The executive order instructs state agencies to use what the Kasich administration calls “existing but underused legal powers” to address public concern following the killing of nearly 50 exotic animals — including tigers, lions, and bears — after the owner of a private animal park near Zanesville released them and then killed himself.
But the executive order stops short of banning the sale and acquisition of such animals. The governor said during a news conference in Columbus that he doesn’t believe the state has the authority to enact such a ban, despite the fact that his predecessor, former Democratic Gov. Ted Strickland, did just that. Gov. Kasich let that ban expire in April. It contained a provision that would have prevented those convicted of animal cruelty — as the owner of the Zanesville animal park had been in 2005 — from owning exotic and dangerous animals.
The governor said he’ll wait for a working group he established several months ago to propose a legislative solution. He expects the group to finish its work by Nov. 30.
But animal welfare activists, including the president of the Humane Society of the United States, said the executive order doesn’t go far enough. They’re concerned that the working group — which includes the Ohio Association of Animal Owners, or OAAO — will opt to regulate rather than ban new ownership of dangerous animals. The OAAO’s members include monkey breeders, so-called “private zoo” owners, and the Mt. Hope Auction, which holds exotic animal sales every year.

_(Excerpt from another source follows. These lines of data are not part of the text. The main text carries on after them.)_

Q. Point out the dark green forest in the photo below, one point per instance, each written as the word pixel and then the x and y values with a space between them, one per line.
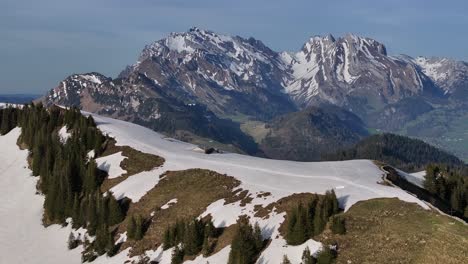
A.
pixel 402 152
pixel 69 180
pixel 449 183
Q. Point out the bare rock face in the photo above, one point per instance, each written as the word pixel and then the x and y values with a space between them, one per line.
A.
pixel 228 74
pixel 351 71
pixel 186 83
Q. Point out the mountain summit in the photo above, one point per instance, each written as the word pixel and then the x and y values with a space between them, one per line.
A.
pixel 191 82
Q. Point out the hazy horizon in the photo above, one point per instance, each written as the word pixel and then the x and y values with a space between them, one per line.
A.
pixel 43 42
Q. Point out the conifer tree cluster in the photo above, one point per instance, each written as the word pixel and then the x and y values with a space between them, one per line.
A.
pixel 194 235
pixel 308 220
pixel 8 119
pixel 450 184
pixel 246 244
pixel 68 179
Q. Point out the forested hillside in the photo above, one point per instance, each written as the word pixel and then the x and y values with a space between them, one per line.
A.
pixel 450 184
pixel 399 151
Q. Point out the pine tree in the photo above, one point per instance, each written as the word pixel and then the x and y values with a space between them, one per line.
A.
pixel 258 238
pixel 168 238
pixel 131 228
pixel 307 257
pixel 319 223
pixel 177 255
pixel 91 182
pixel 325 256
pixel 338 225
pixel 5 126
pixel 298 228
pixel 72 241
pixel 139 227
pixel 285 260
pixel 244 248
pixel 115 212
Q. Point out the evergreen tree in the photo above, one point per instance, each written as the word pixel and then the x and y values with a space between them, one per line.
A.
pixel 285 260
pixel 244 247
pixel 115 212
pixel 338 225
pixel 193 237
pixel 325 256
pixel 168 239
pixel 131 228
pixel 177 255
pixel 139 227
pixel 319 223
pixel 298 227
pixel 307 257
pixel 72 241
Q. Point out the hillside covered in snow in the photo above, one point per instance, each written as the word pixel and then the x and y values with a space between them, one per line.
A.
pixel 162 182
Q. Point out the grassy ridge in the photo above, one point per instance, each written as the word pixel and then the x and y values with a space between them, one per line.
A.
pixel 392 231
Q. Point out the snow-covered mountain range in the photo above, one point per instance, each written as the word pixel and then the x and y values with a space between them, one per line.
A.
pixel 230 76
pixel 275 179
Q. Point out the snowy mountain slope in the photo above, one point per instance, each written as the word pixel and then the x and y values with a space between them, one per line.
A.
pixel 188 83
pixel 450 75
pixel 234 75
pixel 229 74
pixel 353 180
pixel 23 239
pixel 333 70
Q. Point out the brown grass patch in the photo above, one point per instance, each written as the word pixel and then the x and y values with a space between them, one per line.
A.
pixel 135 163
pixel 194 189
pixel 393 231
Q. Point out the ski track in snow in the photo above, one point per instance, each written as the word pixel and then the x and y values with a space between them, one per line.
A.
pixel 352 181
pixel 356 179
pixel 23 239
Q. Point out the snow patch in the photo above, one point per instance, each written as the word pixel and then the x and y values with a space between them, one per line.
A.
pixel 169 204
pixel 111 164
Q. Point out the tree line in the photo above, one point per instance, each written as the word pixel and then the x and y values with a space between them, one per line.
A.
pixel 405 153
pixel 68 178
pixel 450 183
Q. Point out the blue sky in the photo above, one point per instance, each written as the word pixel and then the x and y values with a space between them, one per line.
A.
pixel 42 42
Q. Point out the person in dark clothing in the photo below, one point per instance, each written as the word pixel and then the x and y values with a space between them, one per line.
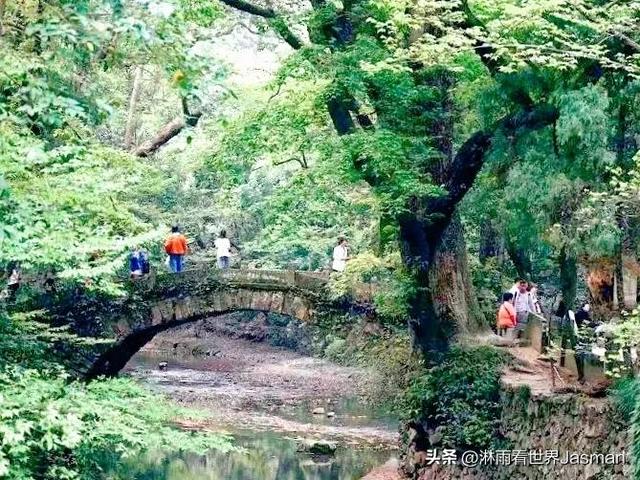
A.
pixel 13 284
pixel 144 262
pixel 571 340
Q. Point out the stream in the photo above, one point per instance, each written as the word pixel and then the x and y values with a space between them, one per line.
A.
pixel 276 404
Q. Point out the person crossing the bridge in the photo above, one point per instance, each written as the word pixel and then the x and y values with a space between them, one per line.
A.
pixel 523 303
pixel 340 255
pixel 223 250
pixel 176 247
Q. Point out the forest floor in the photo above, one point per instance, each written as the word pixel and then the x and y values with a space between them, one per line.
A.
pixel 531 369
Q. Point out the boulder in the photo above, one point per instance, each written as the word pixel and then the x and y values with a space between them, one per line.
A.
pixel 317 447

The new executive order encourages state agencies to work with county humane societies, which have had the power to enforce animal cruelty laws for nearly 50 years. It also says the Ohio Department of Natural Resources will review existing wild animal permits, but those only apply to native Ohio species such as brown bears — not lions, tigers, apes or grizzly bears.
The state will also set up a hot line to identify potential problem locations where dangerous wild animals are kept.
The executive order will help state and local agencies to be “innovative and creative in using existing authority,” Gov. Kasich said.
Joining him at the signing were the directors of the Ohio Department of Natural Resources and the Ohio Department of Agriculture, and the wife of celebrity wildlife expert Jack Hanna, who was at an event in Texas to raise money for conservation.
Wayne Pacelle, president and CEO of the Humane Society of the United States, said the executive order was a step in the right direction, but falls far short of the strong and immediate response needed. Ohio is one of only seven states that doesn’t regulate ownership of dangerous exotic animals and has one of the highest numbers of injuries from such animals.
“We are concerned it’s inadequate and far too conservative given the severity of the crisis,” he said. “We think he has clear authority to take action, to protect people of the state of Ohio.”
A Humane Society attorney, Jonathan Lovvorn, pointed out that the Kasich administration has yet to cite any specific provision of Ohio code or case law that would prevent him from immediately enacting a ban. Mr. Lovvorn also highlighted the fact that no one challenged former Gov. Strickland’s emergency order during the 90 days it was in effect.
Tim Harrison, a retired police officer and director of Outreach for Animals in Dayton, called the executive order “absolutely toothless.”
“It’s like putting a Band-Aid on a bleeding artery,” he said.